The good news, I guess, is that China is now not inhibiting the UNSC from publishing its report on DPRK sanctions-busting. The bad news is that–if I rely on people I’ve talked to, not the above media accounts–Pyongyang is getting a steady stream of nuclear-related equipment from foreign sources, including Chinese sources. And, yes, that includes goods for the DPRK’s now-official uranium centrifuge enrichment program. North Korean procurement people are working in China, they’re working in Russia, and they’re working in Europe. Hardly a surprise. I’m also not shocked to hear that the DPRK is getting nuclear dual-use equipment and aluminum casing preforms for P-2-type maraging steel centrifuge rotors they’re setting up in Yongbyon.
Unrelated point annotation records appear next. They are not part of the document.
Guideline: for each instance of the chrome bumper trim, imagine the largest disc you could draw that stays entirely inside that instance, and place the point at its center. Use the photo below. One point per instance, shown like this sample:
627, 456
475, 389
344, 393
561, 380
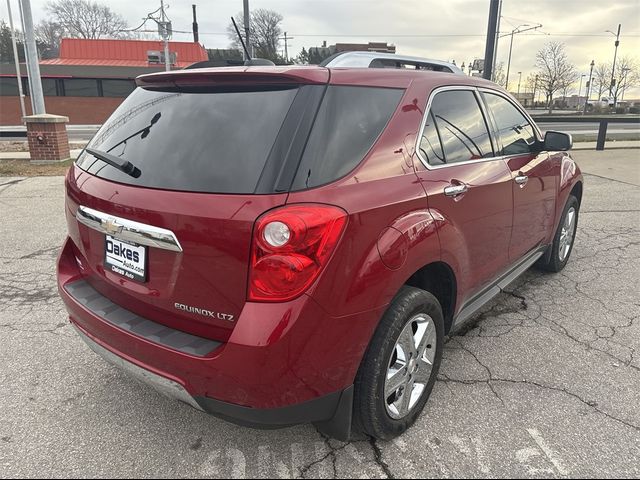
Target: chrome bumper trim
128, 230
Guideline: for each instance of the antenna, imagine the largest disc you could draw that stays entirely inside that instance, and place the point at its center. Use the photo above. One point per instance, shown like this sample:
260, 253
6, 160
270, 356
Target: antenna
240, 37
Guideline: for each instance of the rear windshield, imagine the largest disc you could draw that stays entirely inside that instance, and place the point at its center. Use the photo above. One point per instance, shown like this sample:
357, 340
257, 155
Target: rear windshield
242, 142
199, 142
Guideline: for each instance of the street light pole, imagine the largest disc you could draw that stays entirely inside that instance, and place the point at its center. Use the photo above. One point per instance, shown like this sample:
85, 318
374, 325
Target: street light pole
615, 54
36, 93
589, 86
247, 28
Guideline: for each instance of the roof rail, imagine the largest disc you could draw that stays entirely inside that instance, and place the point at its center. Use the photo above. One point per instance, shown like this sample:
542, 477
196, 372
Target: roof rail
388, 60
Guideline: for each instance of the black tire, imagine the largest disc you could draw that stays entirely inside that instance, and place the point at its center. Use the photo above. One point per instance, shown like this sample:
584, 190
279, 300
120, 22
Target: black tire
370, 414
552, 262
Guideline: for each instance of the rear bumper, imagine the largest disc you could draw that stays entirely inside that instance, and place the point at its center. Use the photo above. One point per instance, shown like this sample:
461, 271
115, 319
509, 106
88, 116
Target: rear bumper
331, 412
284, 364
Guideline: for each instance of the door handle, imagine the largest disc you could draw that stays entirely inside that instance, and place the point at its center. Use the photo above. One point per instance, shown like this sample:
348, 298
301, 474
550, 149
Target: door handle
455, 190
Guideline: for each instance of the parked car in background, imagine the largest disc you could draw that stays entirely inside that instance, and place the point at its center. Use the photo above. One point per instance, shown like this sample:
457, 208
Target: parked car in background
281, 245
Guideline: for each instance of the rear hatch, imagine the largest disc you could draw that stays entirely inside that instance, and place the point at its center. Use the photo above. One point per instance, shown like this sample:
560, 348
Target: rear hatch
209, 151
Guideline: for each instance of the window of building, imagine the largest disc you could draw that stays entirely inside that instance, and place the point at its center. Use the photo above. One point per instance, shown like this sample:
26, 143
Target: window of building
81, 87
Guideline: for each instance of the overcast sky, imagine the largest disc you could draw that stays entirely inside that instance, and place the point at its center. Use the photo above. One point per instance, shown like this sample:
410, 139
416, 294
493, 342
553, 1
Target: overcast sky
443, 29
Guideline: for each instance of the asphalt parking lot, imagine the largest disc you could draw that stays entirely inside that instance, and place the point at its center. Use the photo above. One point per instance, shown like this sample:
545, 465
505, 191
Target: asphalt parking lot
545, 384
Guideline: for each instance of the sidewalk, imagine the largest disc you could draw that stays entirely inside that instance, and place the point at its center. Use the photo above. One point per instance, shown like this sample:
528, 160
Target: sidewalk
609, 145
26, 156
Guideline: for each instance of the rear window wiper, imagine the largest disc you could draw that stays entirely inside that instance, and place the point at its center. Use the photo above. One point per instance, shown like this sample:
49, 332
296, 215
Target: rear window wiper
123, 165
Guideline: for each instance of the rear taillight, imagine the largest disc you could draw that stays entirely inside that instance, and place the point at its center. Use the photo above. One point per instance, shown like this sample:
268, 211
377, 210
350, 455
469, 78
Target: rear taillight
291, 245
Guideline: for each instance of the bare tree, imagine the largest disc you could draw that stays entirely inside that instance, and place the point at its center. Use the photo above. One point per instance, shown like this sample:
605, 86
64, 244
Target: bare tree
265, 33
555, 72
86, 19
49, 33
627, 76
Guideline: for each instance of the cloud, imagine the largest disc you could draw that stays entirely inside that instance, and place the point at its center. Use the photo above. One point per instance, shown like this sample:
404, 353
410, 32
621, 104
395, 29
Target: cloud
417, 27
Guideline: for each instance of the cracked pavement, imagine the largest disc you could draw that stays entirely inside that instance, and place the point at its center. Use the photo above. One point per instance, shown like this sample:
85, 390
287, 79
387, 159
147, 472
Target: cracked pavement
544, 383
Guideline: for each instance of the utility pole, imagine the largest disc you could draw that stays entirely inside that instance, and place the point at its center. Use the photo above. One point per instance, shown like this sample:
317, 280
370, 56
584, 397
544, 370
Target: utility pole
492, 39
37, 96
247, 27
17, 60
515, 31
286, 46
519, 80
615, 54
164, 28
589, 86
195, 25
24, 47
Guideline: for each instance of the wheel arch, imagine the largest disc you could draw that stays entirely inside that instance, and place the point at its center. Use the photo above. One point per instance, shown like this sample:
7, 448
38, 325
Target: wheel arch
576, 191
438, 278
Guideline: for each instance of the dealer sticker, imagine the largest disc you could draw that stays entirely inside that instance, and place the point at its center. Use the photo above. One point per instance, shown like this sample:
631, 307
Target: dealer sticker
126, 259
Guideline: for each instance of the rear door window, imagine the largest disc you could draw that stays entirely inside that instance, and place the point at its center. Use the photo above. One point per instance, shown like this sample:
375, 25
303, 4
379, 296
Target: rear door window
457, 126
199, 142
348, 123
514, 130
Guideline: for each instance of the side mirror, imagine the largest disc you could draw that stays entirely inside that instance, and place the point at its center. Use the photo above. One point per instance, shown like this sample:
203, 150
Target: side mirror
557, 141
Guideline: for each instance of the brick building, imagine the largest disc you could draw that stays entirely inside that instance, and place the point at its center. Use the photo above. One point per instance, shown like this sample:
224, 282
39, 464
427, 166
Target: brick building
90, 78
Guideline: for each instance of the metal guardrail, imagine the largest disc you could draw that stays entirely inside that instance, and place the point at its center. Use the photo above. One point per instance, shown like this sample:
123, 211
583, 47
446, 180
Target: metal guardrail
604, 122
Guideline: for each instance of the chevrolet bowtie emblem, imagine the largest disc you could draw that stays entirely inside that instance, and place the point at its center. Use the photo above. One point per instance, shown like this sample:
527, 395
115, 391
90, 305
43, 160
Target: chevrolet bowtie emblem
111, 226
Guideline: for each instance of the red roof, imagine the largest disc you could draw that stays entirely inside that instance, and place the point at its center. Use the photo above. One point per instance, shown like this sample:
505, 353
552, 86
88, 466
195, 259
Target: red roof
122, 53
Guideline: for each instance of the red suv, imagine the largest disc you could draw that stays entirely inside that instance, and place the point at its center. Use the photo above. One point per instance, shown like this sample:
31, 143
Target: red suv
282, 245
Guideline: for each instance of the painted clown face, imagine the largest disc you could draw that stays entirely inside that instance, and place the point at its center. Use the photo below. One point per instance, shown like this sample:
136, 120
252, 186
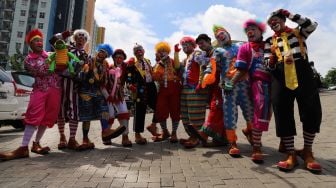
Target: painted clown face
223, 37
276, 23
37, 45
162, 54
188, 47
139, 52
81, 40
253, 33
101, 55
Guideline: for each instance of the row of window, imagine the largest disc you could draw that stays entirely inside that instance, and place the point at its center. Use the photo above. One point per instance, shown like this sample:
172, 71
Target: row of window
23, 13
25, 3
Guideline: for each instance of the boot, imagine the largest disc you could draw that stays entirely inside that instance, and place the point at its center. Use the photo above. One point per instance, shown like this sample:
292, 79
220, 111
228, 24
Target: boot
73, 144
257, 155
289, 163
173, 138
125, 141
164, 136
63, 143
21, 152
153, 129
233, 150
36, 148
309, 160
282, 148
86, 144
108, 134
248, 133
139, 139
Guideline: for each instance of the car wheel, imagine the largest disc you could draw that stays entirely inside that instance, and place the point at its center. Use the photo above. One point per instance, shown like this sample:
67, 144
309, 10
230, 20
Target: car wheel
18, 124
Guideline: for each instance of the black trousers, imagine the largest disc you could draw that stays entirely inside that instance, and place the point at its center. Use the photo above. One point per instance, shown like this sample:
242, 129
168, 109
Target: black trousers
306, 95
147, 99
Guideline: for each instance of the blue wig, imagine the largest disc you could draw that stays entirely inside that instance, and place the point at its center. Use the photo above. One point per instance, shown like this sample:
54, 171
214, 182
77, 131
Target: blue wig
105, 47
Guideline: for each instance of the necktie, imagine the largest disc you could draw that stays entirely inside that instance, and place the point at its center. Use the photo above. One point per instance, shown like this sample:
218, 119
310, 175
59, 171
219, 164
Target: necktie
289, 65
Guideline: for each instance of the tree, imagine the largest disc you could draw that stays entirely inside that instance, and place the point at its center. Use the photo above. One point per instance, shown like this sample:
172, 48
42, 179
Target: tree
16, 61
330, 78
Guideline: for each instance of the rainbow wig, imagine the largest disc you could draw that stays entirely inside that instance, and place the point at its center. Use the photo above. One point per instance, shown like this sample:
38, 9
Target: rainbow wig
188, 39
261, 25
162, 46
106, 48
33, 34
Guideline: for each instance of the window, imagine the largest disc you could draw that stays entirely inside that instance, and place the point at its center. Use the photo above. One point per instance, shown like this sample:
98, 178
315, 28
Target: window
19, 34
23, 13
24, 2
21, 23
40, 25
43, 4
42, 14
18, 45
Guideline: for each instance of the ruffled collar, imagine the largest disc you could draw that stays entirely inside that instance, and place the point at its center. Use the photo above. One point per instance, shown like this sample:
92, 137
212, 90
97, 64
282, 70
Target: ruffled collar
33, 55
286, 30
257, 45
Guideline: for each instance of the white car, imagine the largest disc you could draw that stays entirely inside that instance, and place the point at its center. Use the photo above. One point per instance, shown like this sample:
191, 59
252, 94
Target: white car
15, 89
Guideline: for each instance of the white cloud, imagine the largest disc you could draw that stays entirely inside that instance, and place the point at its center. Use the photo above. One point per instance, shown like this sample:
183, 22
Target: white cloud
124, 27
232, 19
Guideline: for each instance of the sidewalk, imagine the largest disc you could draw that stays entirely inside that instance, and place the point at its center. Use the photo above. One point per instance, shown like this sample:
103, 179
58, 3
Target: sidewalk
168, 165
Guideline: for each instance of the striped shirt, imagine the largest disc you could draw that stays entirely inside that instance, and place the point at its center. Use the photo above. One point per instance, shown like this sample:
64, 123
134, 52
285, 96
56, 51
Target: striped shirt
306, 27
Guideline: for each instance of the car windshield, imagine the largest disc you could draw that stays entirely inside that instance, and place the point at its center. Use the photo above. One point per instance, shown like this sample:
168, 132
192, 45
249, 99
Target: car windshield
23, 78
4, 77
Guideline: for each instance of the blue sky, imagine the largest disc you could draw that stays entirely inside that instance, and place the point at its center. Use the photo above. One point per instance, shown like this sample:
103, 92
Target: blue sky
149, 21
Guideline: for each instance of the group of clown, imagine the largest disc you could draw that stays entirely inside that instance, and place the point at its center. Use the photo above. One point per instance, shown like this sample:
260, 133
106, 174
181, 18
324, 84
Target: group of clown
260, 76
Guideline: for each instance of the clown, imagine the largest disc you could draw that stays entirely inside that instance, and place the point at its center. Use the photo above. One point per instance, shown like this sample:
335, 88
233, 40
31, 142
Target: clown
115, 95
293, 79
236, 91
44, 101
166, 73
250, 60
92, 104
70, 86
214, 125
144, 92
193, 104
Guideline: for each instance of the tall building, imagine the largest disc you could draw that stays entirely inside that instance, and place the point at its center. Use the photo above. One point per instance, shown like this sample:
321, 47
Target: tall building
89, 25
7, 9
28, 14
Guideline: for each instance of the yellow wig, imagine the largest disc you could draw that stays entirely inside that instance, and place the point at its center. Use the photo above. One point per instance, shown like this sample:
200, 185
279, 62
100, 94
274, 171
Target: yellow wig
162, 46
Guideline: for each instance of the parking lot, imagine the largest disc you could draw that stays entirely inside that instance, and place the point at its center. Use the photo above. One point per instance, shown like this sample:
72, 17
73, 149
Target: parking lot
168, 165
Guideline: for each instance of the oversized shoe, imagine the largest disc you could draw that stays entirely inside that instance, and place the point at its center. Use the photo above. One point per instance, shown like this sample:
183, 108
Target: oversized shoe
153, 130
86, 145
36, 148
248, 133
73, 144
234, 151
257, 155
164, 136
108, 134
63, 143
309, 160
289, 163
21, 152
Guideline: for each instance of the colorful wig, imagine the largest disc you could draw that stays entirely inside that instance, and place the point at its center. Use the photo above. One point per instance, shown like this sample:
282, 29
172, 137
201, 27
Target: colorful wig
106, 48
188, 39
258, 23
217, 28
276, 13
78, 32
33, 34
119, 51
162, 46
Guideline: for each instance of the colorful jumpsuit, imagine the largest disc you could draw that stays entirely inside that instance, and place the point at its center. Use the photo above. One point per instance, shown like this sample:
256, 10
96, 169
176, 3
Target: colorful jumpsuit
240, 95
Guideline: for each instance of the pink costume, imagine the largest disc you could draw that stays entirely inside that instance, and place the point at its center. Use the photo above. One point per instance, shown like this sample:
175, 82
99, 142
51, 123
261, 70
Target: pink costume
44, 102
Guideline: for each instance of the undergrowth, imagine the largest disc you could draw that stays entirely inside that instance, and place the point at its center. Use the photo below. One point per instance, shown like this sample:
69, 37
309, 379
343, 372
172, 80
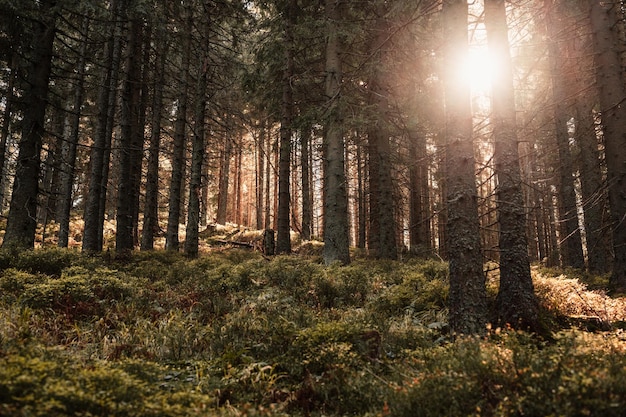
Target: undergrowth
234, 333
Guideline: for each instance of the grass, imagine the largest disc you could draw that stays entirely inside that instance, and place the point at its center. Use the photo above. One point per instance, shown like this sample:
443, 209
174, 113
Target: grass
233, 333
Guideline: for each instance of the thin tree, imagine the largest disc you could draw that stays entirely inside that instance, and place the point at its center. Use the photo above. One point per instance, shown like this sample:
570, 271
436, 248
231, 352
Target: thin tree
70, 143
382, 227
605, 18
516, 301
468, 306
100, 150
336, 239
21, 223
129, 121
178, 154
198, 150
151, 204
283, 239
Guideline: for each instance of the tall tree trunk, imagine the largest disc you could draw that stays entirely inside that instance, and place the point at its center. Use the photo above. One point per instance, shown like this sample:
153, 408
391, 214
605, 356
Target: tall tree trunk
361, 199
382, 237
178, 155
137, 145
71, 143
197, 156
336, 239
268, 181
516, 300
609, 72
21, 223
571, 243
419, 201
100, 151
151, 205
592, 189
129, 130
222, 195
307, 203
468, 306
7, 120
283, 238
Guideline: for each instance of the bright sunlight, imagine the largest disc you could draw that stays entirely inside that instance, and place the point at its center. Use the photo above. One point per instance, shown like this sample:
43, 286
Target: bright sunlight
480, 69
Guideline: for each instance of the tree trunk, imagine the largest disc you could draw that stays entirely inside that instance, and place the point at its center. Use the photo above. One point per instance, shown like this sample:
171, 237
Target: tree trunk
283, 236
100, 151
609, 73
468, 306
592, 189
197, 159
571, 243
21, 223
151, 205
336, 240
516, 301
222, 196
260, 177
307, 203
70, 145
7, 120
361, 199
419, 201
137, 145
129, 129
178, 154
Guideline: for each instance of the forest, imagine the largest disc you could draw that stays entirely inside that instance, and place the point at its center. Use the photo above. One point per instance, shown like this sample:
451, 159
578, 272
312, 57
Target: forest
295, 207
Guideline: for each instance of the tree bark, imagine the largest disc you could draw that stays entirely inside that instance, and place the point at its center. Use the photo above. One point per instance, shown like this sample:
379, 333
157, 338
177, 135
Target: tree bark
222, 196
100, 151
307, 203
129, 129
593, 189
516, 301
468, 306
609, 74
283, 236
336, 239
151, 205
70, 145
178, 156
197, 155
21, 223
571, 243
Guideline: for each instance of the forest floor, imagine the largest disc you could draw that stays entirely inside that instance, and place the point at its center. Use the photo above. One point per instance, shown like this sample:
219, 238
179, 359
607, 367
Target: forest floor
236, 333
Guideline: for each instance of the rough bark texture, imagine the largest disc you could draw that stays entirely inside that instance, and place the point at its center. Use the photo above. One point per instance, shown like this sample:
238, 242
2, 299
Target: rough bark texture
593, 190
197, 157
222, 195
419, 199
468, 307
307, 201
130, 99
516, 301
151, 205
178, 154
609, 72
100, 151
283, 238
571, 243
21, 223
382, 237
68, 161
336, 239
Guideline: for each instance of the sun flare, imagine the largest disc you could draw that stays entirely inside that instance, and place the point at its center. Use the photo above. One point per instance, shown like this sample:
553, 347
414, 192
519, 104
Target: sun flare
480, 69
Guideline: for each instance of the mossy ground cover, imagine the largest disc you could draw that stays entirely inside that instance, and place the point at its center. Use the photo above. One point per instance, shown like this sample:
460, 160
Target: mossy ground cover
234, 333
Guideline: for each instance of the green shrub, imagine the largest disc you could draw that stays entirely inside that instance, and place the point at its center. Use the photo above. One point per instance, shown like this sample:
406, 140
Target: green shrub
50, 261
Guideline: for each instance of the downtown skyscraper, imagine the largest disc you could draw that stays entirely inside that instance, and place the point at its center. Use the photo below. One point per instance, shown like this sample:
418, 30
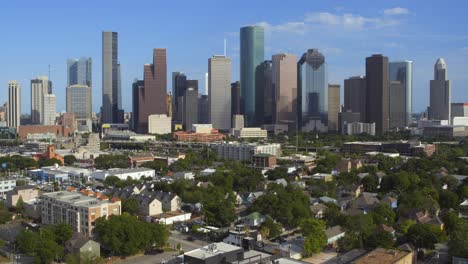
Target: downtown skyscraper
440, 93
400, 93
377, 97
110, 112
252, 54
40, 87
152, 96
14, 104
312, 92
284, 81
219, 91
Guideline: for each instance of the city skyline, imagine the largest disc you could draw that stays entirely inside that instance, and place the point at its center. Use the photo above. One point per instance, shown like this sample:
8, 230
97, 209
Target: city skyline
399, 30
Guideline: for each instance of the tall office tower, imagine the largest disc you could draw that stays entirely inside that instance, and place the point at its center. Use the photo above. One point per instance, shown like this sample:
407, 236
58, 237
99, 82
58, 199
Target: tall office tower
137, 86
269, 98
152, 98
110, 78
377, 97
206, 83
203, 109
14, 104
312, 91
252, 54
441, 92
39, 88
219, 94
79, 102
49, 109
400, 93
355, 96
190, 108
79, 71
284, 80
334, 103
179, 85
235, 98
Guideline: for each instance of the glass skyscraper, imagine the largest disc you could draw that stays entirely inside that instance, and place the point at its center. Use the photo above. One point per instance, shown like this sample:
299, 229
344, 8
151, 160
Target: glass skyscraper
312, 92
401, 93
252, 40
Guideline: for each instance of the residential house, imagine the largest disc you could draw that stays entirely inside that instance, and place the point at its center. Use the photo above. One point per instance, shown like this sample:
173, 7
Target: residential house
334, 234
318, 210
254, 219
80, 244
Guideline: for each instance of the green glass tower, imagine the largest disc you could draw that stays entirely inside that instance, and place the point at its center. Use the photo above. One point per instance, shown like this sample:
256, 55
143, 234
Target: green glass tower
252, 55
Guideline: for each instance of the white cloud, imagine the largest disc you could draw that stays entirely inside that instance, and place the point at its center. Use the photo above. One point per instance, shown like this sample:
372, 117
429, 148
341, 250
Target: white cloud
396, 11
289, 27
349, 21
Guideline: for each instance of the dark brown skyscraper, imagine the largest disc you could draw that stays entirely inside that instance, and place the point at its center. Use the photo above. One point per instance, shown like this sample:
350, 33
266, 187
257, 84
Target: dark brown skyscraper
152, 97
377, 92
355, 96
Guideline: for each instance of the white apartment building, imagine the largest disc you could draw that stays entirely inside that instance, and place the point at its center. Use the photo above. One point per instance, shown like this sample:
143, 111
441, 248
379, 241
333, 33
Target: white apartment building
241, 151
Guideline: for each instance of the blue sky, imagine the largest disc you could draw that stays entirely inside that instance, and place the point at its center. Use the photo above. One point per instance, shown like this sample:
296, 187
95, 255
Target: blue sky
35, 34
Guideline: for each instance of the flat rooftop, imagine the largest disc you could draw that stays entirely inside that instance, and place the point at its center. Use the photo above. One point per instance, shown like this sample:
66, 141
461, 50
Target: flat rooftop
382, 256
212, 250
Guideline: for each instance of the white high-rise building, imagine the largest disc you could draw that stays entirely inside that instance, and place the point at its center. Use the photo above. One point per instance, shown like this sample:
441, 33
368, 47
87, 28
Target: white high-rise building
219, 91
441, 91
14, 104
49, 110
39, 87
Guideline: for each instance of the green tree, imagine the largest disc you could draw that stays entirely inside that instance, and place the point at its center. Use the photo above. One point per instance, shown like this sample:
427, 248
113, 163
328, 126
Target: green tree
130, 206
458, 243
316, 239
423, 235
383, 214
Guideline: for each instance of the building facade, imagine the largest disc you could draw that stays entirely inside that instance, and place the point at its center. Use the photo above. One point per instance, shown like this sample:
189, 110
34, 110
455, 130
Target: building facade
235, 99
219, 91
159, 124
334, 106
14, 104
110, 78
400, 93
79, 210
79, 71
355, 90
50, 109
152, 97
284, 81
440, 93
312, 92
252, 54
377, 97
39, 88
190, 108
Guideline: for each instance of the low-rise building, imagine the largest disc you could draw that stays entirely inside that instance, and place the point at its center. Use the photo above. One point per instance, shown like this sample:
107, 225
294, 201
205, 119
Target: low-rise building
78, 209
26, 192
386, 256
6, 185
159, 124
250, 132
123, 174
243, 151
263, 160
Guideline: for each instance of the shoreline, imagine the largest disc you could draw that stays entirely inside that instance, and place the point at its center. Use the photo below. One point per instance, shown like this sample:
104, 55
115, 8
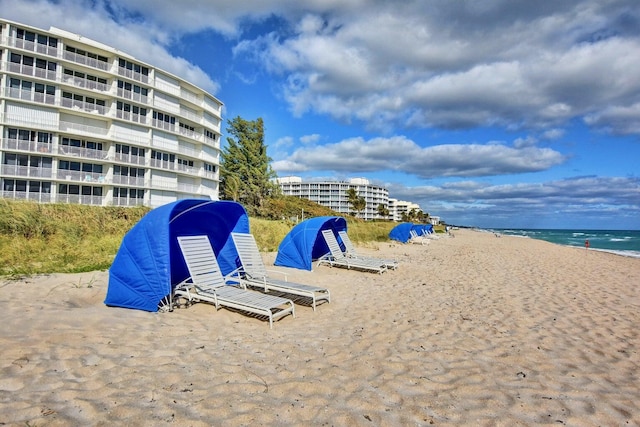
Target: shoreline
470, 330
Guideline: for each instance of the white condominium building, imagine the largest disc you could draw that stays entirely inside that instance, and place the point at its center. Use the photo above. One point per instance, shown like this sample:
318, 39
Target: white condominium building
81, 122
398, 209
333, 194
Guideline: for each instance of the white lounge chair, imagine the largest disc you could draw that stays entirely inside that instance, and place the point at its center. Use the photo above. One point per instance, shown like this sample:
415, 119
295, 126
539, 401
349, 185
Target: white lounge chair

As my readers know, beginning a decade ago the DPRK tried to procure 6061-T6 aluminum tubing for these machines from Europe, but the transaction involved efforts to transship materials to the DPRK via China.

Seen from a broad-brush perspective, people who are tracking this trade offer two fundamentally different explanations for the steady trickle of Chinese goods and materials finding their way to North Korea.

View one is that Chinese export control authorities don’t have the resources and expertise to effectively lock down all materials and equipment, including especially dual-use items, in this vast and far-flung country.

View two is that, for political reasons, China is disinclined to intervene to prevent at least a modicum amount of this trade from taking place. The idea here is that Beijing sees the DPRK as a permanent fixture in the region’s political firmament, and that, if so, there may be benefits for China in thwarting the resolve of others in the Sanctions Committee–in particular Japan, the ROK, and the US–which take the categorical position that sanctions are sanctions.